Aimee Wall smiles at her nervous 11-year-old daughter. “I promise you it’s safe,” she says. “Liberia has been free of Ebola for months. You have nothing to worry about.”

An hour later, as she finishes packing her bags, Wall’s phone beeps. It’s a text from her brother with a link to a news report: “Have you seen this yet?”

Today is April 2, 2016, and a new case of Ebola has just been reported in Monrovia, Liberia — where Wall is heading tomorrow.

Connecting Carolina to Liberia

In October 2015, Wall received a phone call from Francis Kateh, the chief medical officer for the Liberian Ministry of Health. Kateh knew Wall from a decade earlier when he served as the health director in Anson County, North Carolina.

“We regularly assist counties across the state of North Carolina with confidentiality laws and protocols,” Wall says. “In the same way that we helped him in Anson County, Dr. Kateh wanted us to help him in Liberia.”

At that point, in the fall of 2015, the worst of the Ebola outbreak was over, and Kateh and his colleagues were busy looking for ways to better prevent and control future outbreaks. In order to quarantine a house, or a neighborhood, there must be a law on the books that details how and when to do that — and public officials must know it.

That was one of Kateh’s biggest frustrations during this unprecedented, widespread outbreak — Liberia did have laws on the books for Ebola response, but people didn’t understand them or know how to use them. Kateh had health officials in place, but when he went to them and said, “Do this, it’s the law,” they responded with, “Wait, what law?”

It’s a bit like having highways and state patrol officers, but no one knows the speed limit.

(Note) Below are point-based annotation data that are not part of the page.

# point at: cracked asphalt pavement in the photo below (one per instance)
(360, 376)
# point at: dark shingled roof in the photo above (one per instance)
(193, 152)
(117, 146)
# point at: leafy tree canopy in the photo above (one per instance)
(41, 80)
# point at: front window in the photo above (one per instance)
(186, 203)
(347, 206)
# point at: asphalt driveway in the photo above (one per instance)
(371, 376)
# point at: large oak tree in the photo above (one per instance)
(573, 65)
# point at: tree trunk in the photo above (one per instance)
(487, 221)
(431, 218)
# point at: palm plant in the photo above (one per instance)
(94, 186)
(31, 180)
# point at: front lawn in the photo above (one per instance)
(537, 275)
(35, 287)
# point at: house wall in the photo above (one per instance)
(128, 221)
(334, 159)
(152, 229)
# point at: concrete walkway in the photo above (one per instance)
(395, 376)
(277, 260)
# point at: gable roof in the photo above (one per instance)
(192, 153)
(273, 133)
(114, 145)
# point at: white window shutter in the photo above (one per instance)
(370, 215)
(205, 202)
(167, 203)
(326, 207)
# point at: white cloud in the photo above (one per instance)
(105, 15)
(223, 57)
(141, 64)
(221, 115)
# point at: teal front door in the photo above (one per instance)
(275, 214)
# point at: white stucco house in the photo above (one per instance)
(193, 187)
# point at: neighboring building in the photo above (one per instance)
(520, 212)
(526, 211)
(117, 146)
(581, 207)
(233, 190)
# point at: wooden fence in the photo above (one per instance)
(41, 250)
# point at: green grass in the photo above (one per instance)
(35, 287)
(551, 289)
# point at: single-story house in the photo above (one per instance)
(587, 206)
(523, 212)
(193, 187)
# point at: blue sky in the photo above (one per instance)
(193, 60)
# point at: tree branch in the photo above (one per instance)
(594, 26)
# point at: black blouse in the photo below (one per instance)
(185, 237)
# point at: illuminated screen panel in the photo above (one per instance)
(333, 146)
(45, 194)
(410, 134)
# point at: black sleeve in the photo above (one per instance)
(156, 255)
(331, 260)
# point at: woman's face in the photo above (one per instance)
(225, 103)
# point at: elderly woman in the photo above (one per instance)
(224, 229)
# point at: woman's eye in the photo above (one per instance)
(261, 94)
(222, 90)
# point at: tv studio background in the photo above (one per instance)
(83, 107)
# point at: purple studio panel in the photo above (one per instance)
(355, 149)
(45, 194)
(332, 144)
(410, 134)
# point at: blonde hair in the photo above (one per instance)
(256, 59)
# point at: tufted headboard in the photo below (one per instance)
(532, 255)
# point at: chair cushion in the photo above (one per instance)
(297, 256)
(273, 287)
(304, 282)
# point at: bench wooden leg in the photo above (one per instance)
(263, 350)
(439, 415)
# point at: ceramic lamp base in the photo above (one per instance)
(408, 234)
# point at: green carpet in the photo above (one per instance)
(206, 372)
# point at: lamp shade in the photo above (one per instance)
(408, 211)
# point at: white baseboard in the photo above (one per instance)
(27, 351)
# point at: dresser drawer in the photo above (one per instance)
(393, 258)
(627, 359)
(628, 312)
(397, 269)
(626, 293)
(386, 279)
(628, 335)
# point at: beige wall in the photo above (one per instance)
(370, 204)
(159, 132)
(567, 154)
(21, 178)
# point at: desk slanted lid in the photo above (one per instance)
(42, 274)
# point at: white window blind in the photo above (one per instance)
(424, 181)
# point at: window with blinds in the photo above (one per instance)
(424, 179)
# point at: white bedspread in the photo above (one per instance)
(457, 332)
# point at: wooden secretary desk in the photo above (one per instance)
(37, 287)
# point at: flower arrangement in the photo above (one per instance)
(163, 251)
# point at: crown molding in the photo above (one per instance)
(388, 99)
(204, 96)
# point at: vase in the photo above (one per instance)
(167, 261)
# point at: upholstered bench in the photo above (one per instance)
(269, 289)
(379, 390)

The infrastructure is there, but the knowledge is not.

Kateh presented Wall with a technical, three-part request. First, he wanted to organize foundational training for officials in Liberia to explain how law is integral to an effective public health system. “Dr. Kateh felt that there was a gap there — people didn’t understand how important the law was to public health response. He wanted to build that foundation from the ground up.”

Next he wanted Wall and her colleagues at the School of Government to help a team of Liberian attorneys and officials rewrite old laws and draft new legislation to bring Liberia’s health codes up to date. “We help legislators draft legislation to do those exact things in North Carolina, and Dr. Kateh knew that,” Wall says.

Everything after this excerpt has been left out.